Nicht zuletzt die Gesundheit der Mitarbeiter spiele dabei eine Rolle. So gibt es höhenverstellbare Schreibtische, an denen man im Stehen arbeiten kann und die leise surrend, fast lautlos, nach oben fahren. Seinen Rollcontainer parkt jeder nach Dienstschluss in einer sogenannten Containergarage und sucht sich morgens spontan aus, an welchem Schreibtisch er heute sitzt oder steht. „In der Praxis ist es so, dass manche Mitarbeiter zwei Wochen für eine Projektarbeit einen Tisch nutzen oder nur einen Tag.“
Mobile Telefone stehen auf den Tischen und die Bürobeleuchtung wird über Bewegungsmelder ausgelöst und dimmt sich automatisch, der Umgebungshelligkeit entsprechend, heller oder dunkler. Für lange Telefonate gibt es ein Séparée mit Sitzsäcken, für Besprechungen stehen besagte Sessel bereit, die überdurchschnittlich hohe Rücken- und Seitenteile haben.
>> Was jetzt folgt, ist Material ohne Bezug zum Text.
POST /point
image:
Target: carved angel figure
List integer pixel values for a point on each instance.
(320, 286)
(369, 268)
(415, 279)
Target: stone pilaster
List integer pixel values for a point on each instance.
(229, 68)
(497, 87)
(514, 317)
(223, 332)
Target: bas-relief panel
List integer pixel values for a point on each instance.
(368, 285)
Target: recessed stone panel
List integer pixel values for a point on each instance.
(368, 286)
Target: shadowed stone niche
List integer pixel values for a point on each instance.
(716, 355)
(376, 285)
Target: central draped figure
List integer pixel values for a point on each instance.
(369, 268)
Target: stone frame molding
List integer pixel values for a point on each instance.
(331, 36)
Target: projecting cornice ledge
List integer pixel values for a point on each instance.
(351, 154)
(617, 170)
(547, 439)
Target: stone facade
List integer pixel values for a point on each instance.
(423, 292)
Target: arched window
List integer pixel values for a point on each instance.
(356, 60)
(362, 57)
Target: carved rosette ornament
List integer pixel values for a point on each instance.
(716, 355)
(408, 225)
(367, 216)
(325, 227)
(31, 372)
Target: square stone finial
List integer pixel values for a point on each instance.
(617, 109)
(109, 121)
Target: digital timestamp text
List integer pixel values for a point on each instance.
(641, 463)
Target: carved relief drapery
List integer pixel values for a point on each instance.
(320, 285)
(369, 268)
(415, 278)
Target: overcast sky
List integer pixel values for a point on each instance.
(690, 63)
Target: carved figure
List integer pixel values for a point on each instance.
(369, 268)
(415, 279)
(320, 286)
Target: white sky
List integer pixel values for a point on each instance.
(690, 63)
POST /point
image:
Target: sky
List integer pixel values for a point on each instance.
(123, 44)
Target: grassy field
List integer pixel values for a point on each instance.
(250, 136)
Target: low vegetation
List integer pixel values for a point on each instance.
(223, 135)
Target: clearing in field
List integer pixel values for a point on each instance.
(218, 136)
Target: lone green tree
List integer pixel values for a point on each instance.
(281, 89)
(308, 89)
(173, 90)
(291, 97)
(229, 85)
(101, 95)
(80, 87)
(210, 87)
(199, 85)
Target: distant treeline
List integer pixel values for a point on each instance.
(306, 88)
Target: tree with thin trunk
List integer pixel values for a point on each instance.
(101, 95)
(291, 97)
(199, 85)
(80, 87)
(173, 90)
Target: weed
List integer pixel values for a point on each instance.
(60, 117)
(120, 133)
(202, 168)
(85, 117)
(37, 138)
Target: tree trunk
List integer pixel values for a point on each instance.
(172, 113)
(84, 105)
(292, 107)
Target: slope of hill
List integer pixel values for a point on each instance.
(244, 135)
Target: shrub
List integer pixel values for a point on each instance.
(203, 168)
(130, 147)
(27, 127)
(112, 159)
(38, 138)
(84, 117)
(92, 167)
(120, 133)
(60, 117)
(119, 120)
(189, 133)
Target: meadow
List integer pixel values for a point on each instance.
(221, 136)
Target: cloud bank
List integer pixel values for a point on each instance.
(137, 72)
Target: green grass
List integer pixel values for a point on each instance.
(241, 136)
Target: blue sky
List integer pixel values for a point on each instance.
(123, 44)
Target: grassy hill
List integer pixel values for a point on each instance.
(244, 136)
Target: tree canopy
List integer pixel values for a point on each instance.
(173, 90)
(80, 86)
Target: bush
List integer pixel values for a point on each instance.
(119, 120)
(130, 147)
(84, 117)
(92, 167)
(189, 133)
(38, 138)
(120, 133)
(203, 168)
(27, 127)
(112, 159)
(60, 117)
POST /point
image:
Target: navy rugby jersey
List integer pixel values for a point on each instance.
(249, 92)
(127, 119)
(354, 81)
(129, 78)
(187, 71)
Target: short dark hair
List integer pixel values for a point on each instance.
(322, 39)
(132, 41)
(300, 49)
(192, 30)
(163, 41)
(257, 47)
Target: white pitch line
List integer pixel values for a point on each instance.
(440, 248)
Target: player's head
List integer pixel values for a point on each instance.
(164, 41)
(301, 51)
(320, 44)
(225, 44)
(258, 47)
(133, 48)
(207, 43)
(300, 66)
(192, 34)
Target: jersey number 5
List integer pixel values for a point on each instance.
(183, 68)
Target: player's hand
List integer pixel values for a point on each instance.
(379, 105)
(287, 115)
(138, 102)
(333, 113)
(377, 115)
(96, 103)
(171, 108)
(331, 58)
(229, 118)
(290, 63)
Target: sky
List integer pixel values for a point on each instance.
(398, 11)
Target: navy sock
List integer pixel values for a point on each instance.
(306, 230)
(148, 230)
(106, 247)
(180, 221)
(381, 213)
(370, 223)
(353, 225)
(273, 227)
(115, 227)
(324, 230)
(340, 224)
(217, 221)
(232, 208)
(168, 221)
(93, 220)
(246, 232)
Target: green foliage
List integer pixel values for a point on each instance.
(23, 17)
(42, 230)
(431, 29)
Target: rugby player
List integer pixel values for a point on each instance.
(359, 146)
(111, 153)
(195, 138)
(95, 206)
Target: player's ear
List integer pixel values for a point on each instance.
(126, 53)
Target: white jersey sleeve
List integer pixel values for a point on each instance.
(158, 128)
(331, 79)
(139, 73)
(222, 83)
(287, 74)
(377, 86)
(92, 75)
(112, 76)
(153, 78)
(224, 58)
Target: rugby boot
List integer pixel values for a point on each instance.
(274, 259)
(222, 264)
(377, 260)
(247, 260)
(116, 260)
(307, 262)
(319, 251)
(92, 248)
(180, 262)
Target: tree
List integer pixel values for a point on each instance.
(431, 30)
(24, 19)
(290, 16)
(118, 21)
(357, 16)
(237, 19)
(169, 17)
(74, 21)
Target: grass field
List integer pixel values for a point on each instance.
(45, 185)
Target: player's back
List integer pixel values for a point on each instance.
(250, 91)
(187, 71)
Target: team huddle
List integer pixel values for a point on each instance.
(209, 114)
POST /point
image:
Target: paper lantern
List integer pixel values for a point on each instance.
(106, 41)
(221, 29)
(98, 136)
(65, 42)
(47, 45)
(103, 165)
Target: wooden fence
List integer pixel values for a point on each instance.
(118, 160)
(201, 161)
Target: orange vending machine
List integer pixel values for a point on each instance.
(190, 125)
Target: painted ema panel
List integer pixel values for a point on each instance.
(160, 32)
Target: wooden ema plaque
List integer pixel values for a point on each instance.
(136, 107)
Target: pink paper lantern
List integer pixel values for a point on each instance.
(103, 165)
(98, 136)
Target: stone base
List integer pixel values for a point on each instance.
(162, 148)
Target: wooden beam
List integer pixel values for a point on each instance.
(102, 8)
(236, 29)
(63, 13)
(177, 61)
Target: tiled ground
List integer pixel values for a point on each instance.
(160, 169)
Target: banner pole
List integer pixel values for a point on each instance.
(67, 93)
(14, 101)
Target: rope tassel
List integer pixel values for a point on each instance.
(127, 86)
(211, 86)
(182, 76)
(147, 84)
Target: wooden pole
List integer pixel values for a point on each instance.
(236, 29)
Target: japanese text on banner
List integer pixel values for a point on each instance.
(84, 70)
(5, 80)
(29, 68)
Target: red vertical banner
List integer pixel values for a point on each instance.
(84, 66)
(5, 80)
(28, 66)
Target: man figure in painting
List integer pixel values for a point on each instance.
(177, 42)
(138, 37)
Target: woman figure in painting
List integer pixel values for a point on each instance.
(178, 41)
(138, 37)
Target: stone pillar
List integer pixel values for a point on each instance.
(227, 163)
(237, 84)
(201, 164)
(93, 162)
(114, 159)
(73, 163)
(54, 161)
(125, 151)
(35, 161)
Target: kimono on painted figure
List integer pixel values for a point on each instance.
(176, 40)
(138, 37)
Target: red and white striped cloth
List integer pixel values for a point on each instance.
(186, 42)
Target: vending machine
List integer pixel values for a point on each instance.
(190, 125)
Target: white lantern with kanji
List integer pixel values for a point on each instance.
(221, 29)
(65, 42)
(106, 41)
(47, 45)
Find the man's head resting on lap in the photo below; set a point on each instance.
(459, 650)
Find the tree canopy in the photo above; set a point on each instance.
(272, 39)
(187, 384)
Aneinandergereiht stellt sich beim Sitzen ein Gefühl aus Kindertagen ein, wie in einer selbstgebauten Bude – ein wenig abgeschottet, aber trotzdem ist man mittendrin im Geschehen.
Nicht jeder Mitarbeiter habe sich allerdings sofort mit dem großen Raum angefreundet, sagt Geschäftsführerin Brü̈nger-Mylius. „Das ist ein bisschen wie mit dem Spinat beim Mittagessen. Du musst es ausprobieren.“ Einer älteren, zunächst skeptischen Kollegin habe sie daher eine sechsmonatige Testphase angeboten.
Und auch sie sei nachher überzeugt gewesen, ein Fan geworden, wie die Chefin sagt. „Wir möchten sensibilisieren, die Idee vermitteln, nicht einfach nur Möbel verkaufen. “Der Fachhandel, der die SMV-Möbel im Angebot hat, schicke regelmäßig Kunden zum Probesitzen vorbei. „Und jeder, der hier war, ist begeistert.“ Die Firma sei dadurch im Gespräch. „Als Verkaufskonzept sehe ich es nicht in erster Linie. Ich bin einfach so“, betont die Chefin.
Bezahlt gemacht habe sich eine weitere Idee: In einer Ecke hängen bis zur Decke kleine Kissen, die Hunderte von möglichen Stofffarben zeigen. Der Kunde kann aus mehr als 400 wählen. Ob Rot, Grün oder Blau, es gibt zahllose Farbnuancen. Das sei ein Alleinstellungsmerkmal. „Früher ging es um den Preis. Gewünscht wurde irgendein Stoff aus Gruppe 1, weil er eben günstig war. Das wollte ich aufbrechen.“ Heute sei das anders, heute sei der Kunde wählerischer.
50.000 Euro habe sie für den Umbau 2015 bezahlt, weitere 35.000 Euro in diesem Jahr. Für das mittelständische Unternehmen seien das keine kleinen Summen. Die „Wohlfühlatmosphäre“ sei es aber wert gewesen, betont die Geschäftsführerin.
Nur sie selbst könne auf ihr Einzelbüro nicht verzichten, da sie zu viele vertrauliche Telefonate und Personalgespräche führe. „Auch wenn ich es eine Zeit lang versucht habe. Das klappt leider nicht“, fasst sie zusammen.

Zahlen, Daten und Fakten

  • Die SMV Sitz- und Objektmöbel GmbH macht jährlich etwa 5 Millionen Euro Umsatz. Sie wurde 1994 gegründet und beschäftigt heute 35 Mitarbeiter.
  • Namhafte Kunden sind Firmen wie Siemens und Audi, außerdem Flughäfen und Universitäten.
  • 2001 fand die erste Hausmesse statt.
  • 2014 erhielt das Unternehmen die Auszeichnung „Innovativste Marke des Jahres“.
  • 2015 folgten der „Preis der Inter Airport Europa“ und der „German Design Award“.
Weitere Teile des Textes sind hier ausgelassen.